Financial services company Fifth Third announced today it has completed the issuance of its inaugural $500 million green bond, becoming the first U.S financial institution under $250 billion in assets to issue an ESG bond of any type.

The new bond will fund green projects that align with the Company’s sustainability priorities outlined in its Fifth Third Bancorp Sustainability Bond Framework, in areas including green buildings, renewable energy, energy efficiency and clean transportation. The bond is aligned to the Green Bond Principles published by the International Capital Markets Association for use of proceeds, process for project evaluation and selection, management of proceeds, and reporting.

The offering comes as companies worldwide are turning to sustainable finance tools to support ESG-related projects. A recent report from Moody indicated that green bond issuance in the first three quarters of 2021 soared to a record $380 billion, up 75% year-over-year, and estimated that sustainable bond issuance for the year will exceed $1 trillion for the full year.
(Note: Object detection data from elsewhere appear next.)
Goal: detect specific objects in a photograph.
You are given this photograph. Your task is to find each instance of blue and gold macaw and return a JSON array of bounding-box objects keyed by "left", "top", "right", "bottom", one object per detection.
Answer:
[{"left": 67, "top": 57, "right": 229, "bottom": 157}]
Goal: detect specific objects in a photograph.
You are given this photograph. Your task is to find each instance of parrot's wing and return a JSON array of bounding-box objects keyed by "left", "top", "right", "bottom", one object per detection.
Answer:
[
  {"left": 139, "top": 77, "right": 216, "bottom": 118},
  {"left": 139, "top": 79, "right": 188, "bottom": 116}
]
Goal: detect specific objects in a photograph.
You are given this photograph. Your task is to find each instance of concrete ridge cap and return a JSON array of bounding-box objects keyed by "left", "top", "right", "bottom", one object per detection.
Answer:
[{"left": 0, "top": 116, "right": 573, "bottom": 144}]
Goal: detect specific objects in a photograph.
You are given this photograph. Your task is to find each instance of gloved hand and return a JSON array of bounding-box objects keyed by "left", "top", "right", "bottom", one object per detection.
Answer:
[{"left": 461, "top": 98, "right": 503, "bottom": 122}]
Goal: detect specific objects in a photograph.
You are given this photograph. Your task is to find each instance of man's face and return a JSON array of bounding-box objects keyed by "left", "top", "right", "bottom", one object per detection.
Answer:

Today’s announcement also follows a series of other recent sustainability and climate-focused initiatives by Fifth Third. In April this year, the company announced it has joined the Partnership for Carbon Accounting Financials (PCAF). In January, the bank announced that it had reached carbon neutrality in its operations, and in September 2020, Fifth Third launched a new commitment to achieve $8 billion in sustainable finance by 2025.

Jamie Leonard, executive vice president, and chief financial officer, Fifth Third Bancorp.

“With the issuance of our inaugural Green Bond, we are aligning our financing with our investment and lending priorities and extending our leadership in environmental sustainability. Our Green Bond enables us to provide liquidity to our customers in their transition to a sustainable future as well as additional investment opportunities to our investors to meet their investment objectives.”

The offering was led by J.P. Morgan Securities LLC, Fifth Third Securities, Inc., and Citigroup Global Markets, Inc. and co-managed by minority and/or veteran-owned firms, including Academy Securities; CastleOak Securities, L.P.; R. Seelaus & Co., LLC; and Siebert Williams Shank & Co., LLC.